Maine de Biran, Pierre à Ampère, André-Marie
Le Sous-Préfet de l'arrondissement de Bergerac à Monsieur Ampère membre du bureau consultatif des arts au ministère de l'intérieur.
Bergerac,
le 5 août 1807
Mon cher et bon ami, j'ai reçu votre lettre du 23 juillet avec une bien douce
satisfaction. Elle me fournit la preuve que vous êtes entièrement rendu à
vous-même et que l'activité de votre esprit, l'énergie de votre
volonté ont repris l'empire sur une passion malheureuse qui avait absorbé et
comme paralysé toutes vos facultés intellectuelles et morales.
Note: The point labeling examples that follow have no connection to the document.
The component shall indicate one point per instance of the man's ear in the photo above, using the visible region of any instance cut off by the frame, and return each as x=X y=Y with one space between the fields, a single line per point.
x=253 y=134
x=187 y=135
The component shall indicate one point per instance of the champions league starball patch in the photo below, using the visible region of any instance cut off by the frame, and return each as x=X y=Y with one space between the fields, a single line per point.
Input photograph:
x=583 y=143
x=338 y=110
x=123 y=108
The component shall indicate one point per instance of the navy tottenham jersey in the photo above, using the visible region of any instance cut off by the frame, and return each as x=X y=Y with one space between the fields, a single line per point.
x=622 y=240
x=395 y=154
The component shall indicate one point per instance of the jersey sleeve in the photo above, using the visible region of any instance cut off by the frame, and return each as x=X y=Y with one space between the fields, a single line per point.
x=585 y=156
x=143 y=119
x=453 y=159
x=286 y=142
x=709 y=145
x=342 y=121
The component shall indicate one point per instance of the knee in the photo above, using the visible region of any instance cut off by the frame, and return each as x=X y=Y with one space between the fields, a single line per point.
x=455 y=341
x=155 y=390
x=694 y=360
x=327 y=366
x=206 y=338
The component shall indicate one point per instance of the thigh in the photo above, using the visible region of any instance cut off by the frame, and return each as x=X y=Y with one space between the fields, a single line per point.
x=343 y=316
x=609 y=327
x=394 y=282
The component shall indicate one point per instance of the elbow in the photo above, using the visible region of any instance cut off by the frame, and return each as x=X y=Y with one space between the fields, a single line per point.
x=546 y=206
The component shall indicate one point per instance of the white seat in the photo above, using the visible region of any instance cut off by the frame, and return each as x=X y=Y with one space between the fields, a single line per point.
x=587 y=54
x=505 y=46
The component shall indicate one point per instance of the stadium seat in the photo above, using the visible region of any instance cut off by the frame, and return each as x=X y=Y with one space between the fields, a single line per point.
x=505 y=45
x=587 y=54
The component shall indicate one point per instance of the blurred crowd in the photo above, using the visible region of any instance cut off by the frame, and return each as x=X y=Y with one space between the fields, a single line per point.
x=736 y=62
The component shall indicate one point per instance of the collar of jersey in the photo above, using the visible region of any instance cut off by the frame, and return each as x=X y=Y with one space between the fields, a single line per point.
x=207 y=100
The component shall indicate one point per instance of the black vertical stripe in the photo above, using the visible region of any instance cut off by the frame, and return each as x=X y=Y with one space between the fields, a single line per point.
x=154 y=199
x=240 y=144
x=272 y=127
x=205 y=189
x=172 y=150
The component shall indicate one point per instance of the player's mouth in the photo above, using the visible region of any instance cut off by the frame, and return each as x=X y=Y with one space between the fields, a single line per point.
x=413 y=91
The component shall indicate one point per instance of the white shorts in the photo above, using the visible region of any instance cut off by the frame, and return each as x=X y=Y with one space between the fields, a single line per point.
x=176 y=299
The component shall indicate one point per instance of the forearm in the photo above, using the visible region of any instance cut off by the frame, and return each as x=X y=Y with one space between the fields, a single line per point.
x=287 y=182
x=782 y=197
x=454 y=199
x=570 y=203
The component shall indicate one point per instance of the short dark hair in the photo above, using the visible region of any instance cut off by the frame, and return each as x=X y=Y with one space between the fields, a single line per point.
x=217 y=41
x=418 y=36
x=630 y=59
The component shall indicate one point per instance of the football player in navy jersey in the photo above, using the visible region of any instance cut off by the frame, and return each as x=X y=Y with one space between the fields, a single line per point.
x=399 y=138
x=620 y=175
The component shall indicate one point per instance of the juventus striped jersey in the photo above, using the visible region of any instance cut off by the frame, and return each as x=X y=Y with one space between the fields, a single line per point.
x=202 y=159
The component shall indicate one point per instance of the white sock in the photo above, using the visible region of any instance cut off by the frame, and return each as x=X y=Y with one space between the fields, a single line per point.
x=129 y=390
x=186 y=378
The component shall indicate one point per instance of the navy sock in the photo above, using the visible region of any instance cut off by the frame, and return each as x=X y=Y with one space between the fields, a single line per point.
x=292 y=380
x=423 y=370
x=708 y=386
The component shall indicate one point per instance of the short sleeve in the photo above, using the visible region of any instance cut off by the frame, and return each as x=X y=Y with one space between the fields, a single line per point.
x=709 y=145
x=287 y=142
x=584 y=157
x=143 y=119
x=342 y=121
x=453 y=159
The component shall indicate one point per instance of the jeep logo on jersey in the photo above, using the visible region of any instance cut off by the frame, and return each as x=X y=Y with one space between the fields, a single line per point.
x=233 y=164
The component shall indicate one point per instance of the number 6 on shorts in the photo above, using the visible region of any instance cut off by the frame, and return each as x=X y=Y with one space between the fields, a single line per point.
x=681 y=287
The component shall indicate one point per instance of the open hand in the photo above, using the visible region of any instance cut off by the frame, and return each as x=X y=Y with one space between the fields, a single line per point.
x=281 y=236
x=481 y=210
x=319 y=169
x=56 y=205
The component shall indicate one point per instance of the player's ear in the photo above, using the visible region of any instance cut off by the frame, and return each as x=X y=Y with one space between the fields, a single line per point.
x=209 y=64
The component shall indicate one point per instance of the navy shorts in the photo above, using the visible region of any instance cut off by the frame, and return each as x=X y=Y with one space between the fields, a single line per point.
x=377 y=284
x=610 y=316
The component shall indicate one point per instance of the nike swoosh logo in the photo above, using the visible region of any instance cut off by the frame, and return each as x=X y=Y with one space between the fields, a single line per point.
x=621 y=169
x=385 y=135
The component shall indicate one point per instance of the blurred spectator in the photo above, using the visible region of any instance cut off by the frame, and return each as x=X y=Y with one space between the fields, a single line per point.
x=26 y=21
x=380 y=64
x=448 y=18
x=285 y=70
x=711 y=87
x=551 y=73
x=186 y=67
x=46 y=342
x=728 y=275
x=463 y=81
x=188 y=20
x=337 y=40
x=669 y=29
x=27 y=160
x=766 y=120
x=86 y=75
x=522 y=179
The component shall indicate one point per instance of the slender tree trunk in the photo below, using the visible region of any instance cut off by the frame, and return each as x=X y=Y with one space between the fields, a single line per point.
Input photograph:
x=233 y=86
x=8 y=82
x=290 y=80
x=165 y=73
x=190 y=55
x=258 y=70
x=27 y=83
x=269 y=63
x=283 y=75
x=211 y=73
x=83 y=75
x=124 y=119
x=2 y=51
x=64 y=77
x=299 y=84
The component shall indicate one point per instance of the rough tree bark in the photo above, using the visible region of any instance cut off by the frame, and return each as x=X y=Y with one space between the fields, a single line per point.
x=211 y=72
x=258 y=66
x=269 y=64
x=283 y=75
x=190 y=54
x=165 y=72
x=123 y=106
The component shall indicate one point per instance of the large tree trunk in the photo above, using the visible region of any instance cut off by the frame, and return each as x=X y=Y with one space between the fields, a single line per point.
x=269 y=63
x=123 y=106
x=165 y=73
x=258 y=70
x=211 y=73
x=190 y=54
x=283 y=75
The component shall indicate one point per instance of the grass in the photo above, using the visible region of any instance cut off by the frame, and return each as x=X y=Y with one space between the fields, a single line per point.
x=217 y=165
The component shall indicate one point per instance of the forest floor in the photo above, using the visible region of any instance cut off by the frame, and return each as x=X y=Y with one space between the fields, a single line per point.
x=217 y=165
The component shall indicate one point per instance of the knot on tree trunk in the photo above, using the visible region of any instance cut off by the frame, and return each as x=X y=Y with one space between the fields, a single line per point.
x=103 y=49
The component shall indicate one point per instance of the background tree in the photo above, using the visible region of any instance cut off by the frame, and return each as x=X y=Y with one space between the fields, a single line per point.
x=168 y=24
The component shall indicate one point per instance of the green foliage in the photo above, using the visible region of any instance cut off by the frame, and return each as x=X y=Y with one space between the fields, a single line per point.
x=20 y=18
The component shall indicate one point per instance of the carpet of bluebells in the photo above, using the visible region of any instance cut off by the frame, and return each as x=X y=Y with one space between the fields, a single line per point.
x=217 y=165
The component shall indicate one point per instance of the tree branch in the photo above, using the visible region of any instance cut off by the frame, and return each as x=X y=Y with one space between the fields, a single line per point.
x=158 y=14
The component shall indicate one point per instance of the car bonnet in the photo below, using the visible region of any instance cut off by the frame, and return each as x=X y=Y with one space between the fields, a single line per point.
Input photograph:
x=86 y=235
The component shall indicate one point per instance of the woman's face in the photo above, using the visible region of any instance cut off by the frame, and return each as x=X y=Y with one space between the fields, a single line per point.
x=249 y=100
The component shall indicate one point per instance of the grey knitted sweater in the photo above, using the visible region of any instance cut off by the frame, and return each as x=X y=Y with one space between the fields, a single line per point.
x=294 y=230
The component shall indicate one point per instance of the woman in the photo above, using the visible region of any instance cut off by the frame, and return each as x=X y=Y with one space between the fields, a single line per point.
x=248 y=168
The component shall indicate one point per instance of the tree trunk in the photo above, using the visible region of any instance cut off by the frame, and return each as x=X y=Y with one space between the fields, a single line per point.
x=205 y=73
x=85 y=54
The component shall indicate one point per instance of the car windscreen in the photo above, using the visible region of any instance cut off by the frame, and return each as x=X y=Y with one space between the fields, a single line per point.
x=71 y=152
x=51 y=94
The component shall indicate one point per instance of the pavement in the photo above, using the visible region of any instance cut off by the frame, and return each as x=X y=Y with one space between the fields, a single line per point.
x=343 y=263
Au
caractère de votre style et aux saines idées métaphysiques que je trouve
établies en résultats dans cette bonne lettre, je reconnais mon ami, mon
compagnon d'études de 1805... La science, la vérité,
l'amitié l'ont reconquis pour toujours je l'espère, et
s'applaudissent de cette utile conquête.
Nous sommes d'accord, je crois, sur le fond des choses que vous m'exprimez en peu de
mots : la nature du jugement d'existence personnelle ou étrangère, la
différence entre un premier état que j'appelle intuition passive,
où l'animal sans conscience de lui-même et par conséquent sans
réminiscence ne fait que sentir, intueri, ou imagine les objets des sensations
extérieures avec lesquelles il est comme identifié ; et cet autre état
supérieur où l'homme acquiert la connaissance réelle du moi
séparé de ce qui ne l'est pas, en tant qu'il a la conscience que
certaines actions dépendent de lui comme effets ou résultats de l'effort
qu'il crée. Car c'est jusque là qu'il faut remonter pour concevoir le
phénomène propre de la conscience, distinct de la sensation, et la nature de la
volonté ou de l'action volontaire, si obscurcie ou méconnue par les
métaphysiciens, surtout par ceux de nos jours. Sur toutes ces idées fondamentales
je crois comme vous, mon cher ami, que nous sommes très rapprochés et peut
être même plus que deux penseurs ne l'aient été
jusqu'à ce jour. Nous ne pouvons différer encore que dans l'expression ou
l'emploi et la valeur des hypothèses explicatives, etc... J'aurais bien
désiré de pouvoir satisfaire au désir que vous m'avez manifesté
depuis longtemps d'avoir, avec mon Mémoire de Berlin, les notes que j'avais
commencées sur le système de métaphysique que vous me communiquâtes
dans le temps. Mais en vérité, il m'est impossible, tant que je suis dans ma
sous-préfecture d'avoir quelques moments à moi dans la journée pour
m'occuper à tête reposée de ces matières abstraites, qui exigent
une réflexion concentrée. Les tracasseries, les affaires pullulent autour de moi,
aucune d'elle n'exige en particulier une attention forte et soutenue, mais leur
succession rapide et continuelle entraîne ma pensée, et absorbe tout mon temps Je
ne puis régler l'emploi de ce temps, parce que je ne sais jamais dans un instant ce
qui doit survenir l'instant d'après : aussi puis-je vous dire avec
vérité que jamais je ne fus en même temps ni si occupé ni si
inappliqué. Ce genre de vie qui use mes facultés sans leur donner l'exercice
convenable, me fatigue et me contrarie singulièrement. Aussi suis-je bien
déterminé à saisir les premières occasions de la changer. Je compte
pouvoir aller incessamment passer quelques jours à ma campagne, comme je le fis, quand
je composai mon Mémoire de Berlin. C'est là où je le reverrai et en
ferai faire la seconde copie que je vous destine pour être mise ensuite à
l'impression.
Cela ne peut guère être fait avant la fin de septembre. Pourrai-je vous
l'envoyer à Lyon à l'adresse que vous m'indiquez, ou sous le couvert
du ministre de l'Intérieur à Paris ? Vous me parlez bien de
l'époque de votre départ du 10 au 15 courant, mais vous ne me dites rien sur
celle de votre retour à Paris. J'aurais pourtant besoin de le savoir positivement,
et j'espère que vous m'en direz un mot dans votre première.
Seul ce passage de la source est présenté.